Posted by John PM at 8:48 PM on May 5
I’ve said it before I’ll say it again. Once people in a democracy figure out they can vote themselves money it is doomed to fail. This why our wise founders gave us a republic, which we have sadly basically undermined. We have gone from a populist, protectionist country, to a democratic fascist socialist,one worlder, and I see no relief in sight.
Posted by at 10:57 PM on May 5
Pigford seems an apt name for someone who wants so much from the public trough.
It makes me feel really good for having had to save up for a $1000 dental crown while paying taxes to support this travsty.
Posted by Michael C. Scott at 3:16 AM on May 6
here is the NYT in 2003.
“As part of a settlement for the case in 1997, the Agriculture Department agreed to let farmers seek $50,000 settlements in cases where the government determined that it had discriminated. Washington has paid $634 million in 12,690 cases and denied 8,540 cases.”
Rubin doesn’t actually cite any figures for how many were paid out since then………..
So 12,690 claims were honored, and there were 33,000 black farnmers when the settlement was reached (it is irrelevant what was going on 15 years later).
So about a third of black farmers successfuly claimed discrimination in loaning practices.
There may or may not have been fraudulent claims, but there is nothing extraordinary about these figures.
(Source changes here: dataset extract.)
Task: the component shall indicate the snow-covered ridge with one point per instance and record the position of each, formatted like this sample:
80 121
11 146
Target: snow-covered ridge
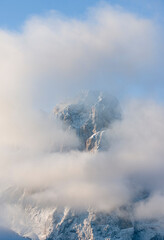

There should have been a higher burden of proof, then we woudn’t be having this pointless discussion now.
Just how alert are AMREN readers?
Posted by elitist at 4:15 AM on May 6
The government did a good job of keeping this from the public. Our money being wasted because of White guilt.
Posted by at 8:02 AM on May 6
A running joke in Chicago is that after a Chicago Transit Authority accident, there are blacks running up to and getting on the bus in order to get in on any civil settlement resulting from the accident. So blacks have simply translated this “free money” behavior to other areas of legal endeavor.
Posted by at 10:49 AM on May 6
“Pursuant to the terms of the settlement more than $700M in claims were paid out and more than $100M in administrative costs have been rung up, for a total of nearly a billion dollars. But that was not enough.”
When will this massive payout for white guilt stop? Is it black farmers that feed the nation? Do we even import food from any majority black nations? Isn’t the flow of food completely in the other direction?
Posted by Sardonicus at 4:02 PM on May 6
It is not only government paying out bigtime, corporations are losing billions due to fraud and corruption by blacks, and that is why the dollar is losing value daily. The smart money knows this and are moving investments to nations with fewer “problems”.
Posted by Lars at 7:25 PM on May 6
Is it possible that Gov’t charity payments to blacks exceed the amount blacks “earn” each year in the private sector?
Posted by at 11:19 PM on May 7
“Is it possible that Gov’t charity payments to blacks exceed the amount blacks “earn” each year in the private sector?”
No.
http://www.success-and-culture.net/articles/recip.shtml
Blacks get around $718 (1999) EACH more than they pay to government. This means that Blacks are essentially parasites on Asians (-$1730) and Whites (-$651) when it comes to government goods and services. Any you wonder why Blacks are the core support of the Democratic party and why Democrats continually promote gun control to keep their felon base alive?